イスラエルは大規模ミサイル攻撃への報復として、10月26日にイラン国内のミサイル製造施設や防空システムを空爆。ネタニヤフ首相は同31日、「イランの急所を攻撃した。必要ならイランのどこにでも行ける」と成果を誇示した。
一方、イランのナシルザデ国防軍需相は「敵は攻撃、防御両システムへの打撃を狙ったが、多くは成功しなかった」として、ミサイル製造に支障はないと主張した。同国政府報道官は攻撃後、来年の国防費を3倍に増やす予算案を国会に提出したと発表。軍事力強化で対抗する構えだ。

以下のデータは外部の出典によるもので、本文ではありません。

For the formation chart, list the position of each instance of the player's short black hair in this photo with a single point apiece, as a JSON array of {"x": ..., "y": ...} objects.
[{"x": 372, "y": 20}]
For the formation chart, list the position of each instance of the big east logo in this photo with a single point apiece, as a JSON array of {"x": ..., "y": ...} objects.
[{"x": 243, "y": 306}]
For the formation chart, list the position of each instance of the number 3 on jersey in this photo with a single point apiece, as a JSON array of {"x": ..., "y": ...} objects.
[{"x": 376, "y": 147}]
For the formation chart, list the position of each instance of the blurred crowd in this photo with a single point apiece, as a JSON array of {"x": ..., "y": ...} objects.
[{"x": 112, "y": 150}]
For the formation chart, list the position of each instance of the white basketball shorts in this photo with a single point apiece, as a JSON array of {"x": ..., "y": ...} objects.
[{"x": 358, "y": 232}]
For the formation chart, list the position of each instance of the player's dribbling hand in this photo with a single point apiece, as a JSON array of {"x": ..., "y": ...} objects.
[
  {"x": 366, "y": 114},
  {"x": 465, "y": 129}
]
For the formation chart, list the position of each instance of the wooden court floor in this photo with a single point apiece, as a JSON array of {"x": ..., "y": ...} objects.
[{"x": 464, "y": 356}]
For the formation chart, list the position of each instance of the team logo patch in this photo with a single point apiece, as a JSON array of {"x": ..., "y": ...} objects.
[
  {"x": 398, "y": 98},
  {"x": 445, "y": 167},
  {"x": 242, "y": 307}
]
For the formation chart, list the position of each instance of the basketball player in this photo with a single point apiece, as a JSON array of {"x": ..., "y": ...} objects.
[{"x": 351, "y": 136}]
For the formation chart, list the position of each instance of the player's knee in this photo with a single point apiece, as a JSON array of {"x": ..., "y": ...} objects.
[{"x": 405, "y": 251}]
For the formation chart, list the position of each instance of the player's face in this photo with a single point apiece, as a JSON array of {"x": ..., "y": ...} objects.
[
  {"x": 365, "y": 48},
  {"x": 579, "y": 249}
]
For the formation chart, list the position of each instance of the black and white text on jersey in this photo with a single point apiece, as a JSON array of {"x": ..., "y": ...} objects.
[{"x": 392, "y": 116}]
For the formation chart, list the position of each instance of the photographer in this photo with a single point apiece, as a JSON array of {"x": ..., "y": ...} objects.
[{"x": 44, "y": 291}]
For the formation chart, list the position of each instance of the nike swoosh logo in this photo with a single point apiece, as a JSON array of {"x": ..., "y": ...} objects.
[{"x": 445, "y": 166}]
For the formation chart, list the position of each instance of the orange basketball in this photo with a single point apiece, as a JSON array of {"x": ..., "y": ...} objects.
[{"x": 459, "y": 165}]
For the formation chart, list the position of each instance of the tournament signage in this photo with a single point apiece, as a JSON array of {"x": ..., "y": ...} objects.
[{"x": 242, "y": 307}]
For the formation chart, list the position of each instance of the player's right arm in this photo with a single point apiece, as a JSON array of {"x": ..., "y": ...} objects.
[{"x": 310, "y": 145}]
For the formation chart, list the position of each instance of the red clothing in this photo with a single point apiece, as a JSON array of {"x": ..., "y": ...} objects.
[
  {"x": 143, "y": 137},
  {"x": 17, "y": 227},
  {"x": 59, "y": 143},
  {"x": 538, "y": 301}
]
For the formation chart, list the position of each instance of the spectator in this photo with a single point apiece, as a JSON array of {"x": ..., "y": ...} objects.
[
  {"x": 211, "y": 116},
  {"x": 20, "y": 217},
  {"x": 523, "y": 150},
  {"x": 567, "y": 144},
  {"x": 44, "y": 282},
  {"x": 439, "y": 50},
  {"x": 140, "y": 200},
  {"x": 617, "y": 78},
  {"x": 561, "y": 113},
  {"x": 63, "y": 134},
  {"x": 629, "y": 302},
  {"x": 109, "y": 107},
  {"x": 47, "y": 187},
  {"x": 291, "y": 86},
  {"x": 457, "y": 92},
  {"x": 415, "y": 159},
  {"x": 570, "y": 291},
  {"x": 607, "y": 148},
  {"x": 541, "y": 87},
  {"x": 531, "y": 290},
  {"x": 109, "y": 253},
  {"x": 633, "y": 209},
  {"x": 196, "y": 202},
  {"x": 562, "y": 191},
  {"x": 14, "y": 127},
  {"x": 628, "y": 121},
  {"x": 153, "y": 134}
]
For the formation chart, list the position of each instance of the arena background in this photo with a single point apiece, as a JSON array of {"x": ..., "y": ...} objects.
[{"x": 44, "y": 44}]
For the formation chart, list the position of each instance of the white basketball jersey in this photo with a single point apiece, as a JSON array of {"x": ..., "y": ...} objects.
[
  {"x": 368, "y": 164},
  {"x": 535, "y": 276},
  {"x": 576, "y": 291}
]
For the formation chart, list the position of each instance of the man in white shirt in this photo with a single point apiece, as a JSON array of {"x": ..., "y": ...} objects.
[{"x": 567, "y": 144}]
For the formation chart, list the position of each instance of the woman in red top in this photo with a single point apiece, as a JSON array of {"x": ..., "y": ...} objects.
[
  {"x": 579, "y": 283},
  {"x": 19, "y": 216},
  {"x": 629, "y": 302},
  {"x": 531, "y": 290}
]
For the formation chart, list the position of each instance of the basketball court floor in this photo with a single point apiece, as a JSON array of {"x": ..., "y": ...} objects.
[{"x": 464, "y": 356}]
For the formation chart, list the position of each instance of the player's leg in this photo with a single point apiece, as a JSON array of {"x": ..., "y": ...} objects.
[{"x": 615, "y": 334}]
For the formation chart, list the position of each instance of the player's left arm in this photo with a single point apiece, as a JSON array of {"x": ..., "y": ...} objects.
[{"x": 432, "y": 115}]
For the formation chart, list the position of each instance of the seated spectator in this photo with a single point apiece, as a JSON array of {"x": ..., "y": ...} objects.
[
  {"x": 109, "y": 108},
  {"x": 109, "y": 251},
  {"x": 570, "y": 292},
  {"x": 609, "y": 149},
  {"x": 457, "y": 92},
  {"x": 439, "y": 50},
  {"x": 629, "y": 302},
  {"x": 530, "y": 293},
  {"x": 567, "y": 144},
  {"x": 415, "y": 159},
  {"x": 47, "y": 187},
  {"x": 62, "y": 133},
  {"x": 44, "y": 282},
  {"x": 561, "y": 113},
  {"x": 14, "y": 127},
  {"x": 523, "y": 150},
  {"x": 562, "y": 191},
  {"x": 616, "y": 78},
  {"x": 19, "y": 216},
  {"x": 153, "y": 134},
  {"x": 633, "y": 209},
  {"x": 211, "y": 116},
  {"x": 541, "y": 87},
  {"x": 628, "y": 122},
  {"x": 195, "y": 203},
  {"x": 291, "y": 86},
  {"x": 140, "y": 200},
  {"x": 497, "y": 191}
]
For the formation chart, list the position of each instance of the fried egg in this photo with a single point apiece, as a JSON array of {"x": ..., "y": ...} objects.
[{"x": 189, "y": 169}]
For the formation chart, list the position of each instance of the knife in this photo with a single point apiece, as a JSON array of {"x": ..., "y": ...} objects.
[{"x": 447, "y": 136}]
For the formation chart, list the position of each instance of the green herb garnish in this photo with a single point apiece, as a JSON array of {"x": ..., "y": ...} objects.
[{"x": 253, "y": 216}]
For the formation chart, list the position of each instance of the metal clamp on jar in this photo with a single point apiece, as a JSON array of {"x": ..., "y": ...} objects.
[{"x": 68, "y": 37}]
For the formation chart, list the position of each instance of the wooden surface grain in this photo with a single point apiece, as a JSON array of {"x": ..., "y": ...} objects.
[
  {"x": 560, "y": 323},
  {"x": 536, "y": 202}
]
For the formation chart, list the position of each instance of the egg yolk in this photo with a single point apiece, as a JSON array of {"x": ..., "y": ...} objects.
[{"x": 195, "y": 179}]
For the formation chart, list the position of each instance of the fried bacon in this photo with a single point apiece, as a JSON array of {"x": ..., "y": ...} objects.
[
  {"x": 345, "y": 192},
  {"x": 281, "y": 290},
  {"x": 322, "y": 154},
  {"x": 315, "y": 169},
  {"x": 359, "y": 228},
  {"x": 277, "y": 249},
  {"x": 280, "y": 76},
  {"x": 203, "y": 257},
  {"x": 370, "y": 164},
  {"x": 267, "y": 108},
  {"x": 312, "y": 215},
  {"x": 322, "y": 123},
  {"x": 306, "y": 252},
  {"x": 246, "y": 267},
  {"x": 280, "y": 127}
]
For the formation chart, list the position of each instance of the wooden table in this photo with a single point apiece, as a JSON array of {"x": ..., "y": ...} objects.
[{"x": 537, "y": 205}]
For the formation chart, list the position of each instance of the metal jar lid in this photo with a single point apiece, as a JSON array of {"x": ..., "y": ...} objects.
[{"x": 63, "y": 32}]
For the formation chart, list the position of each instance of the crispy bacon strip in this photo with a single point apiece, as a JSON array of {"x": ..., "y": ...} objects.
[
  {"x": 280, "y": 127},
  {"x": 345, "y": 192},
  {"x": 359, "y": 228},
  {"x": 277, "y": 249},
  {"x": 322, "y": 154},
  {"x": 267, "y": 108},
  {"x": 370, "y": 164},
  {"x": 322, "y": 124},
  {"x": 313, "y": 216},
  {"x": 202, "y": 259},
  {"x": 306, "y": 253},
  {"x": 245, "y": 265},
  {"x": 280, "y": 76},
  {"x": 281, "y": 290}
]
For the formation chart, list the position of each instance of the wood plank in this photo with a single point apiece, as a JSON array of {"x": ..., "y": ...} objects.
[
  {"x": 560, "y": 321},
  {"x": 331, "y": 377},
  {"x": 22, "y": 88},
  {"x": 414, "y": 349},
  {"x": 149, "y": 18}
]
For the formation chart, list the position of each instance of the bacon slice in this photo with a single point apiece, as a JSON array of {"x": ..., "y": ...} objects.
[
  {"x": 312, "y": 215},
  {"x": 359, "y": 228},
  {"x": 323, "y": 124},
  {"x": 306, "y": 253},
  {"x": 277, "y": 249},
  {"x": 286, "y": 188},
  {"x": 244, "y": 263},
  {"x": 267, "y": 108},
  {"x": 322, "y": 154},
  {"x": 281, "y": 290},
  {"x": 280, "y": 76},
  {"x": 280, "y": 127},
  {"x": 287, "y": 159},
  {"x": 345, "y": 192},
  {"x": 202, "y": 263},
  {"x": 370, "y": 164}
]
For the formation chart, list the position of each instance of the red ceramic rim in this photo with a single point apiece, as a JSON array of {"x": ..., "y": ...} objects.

イランの最高指導者ハメネイ師は、イスラエルの攻撃翌日の演説で「誇張も過小評価もすべきでない」と発言。「国家に最善の利益となることが行われるべきだ」と述べ、再報復の可能性を完全には排除しなかった。
イスラエルの攻撃ではイラン精鋭軍事組織「革命防衛隊」の拠点も打撃を被ったと伝えられ、サラミ司令官は「(イスラエルにとって)想像できない苦い結果を招く」と警告した。防空網に甚大な被害が出ているとすれば、攻撃の応酬が続く場合はイランに極めて不利となるものの、「われわれは40年以上、攻撃されれば必ず反撃してきた」(ファダビ革命防衛隊副司令官)と強硬姿勢を崩していない。
米ニュースサイト「アクシオス」は、イランが隣国イラクから多数の弾道ミサイルやドローンを発射する準備を進めていると報道。国外の親イラン勢力を通じて攻撃することで、自国の主要施設への反撃を回避する狙いもあると伝えた。ただ、イスラエル軍のハレビ参謀総長は「イランが再び過ちを犯せば、今回狙わなかった場所を激しく攻撃する」とけん制しており、報復の連鎖に拍車が掛かる恐れもある。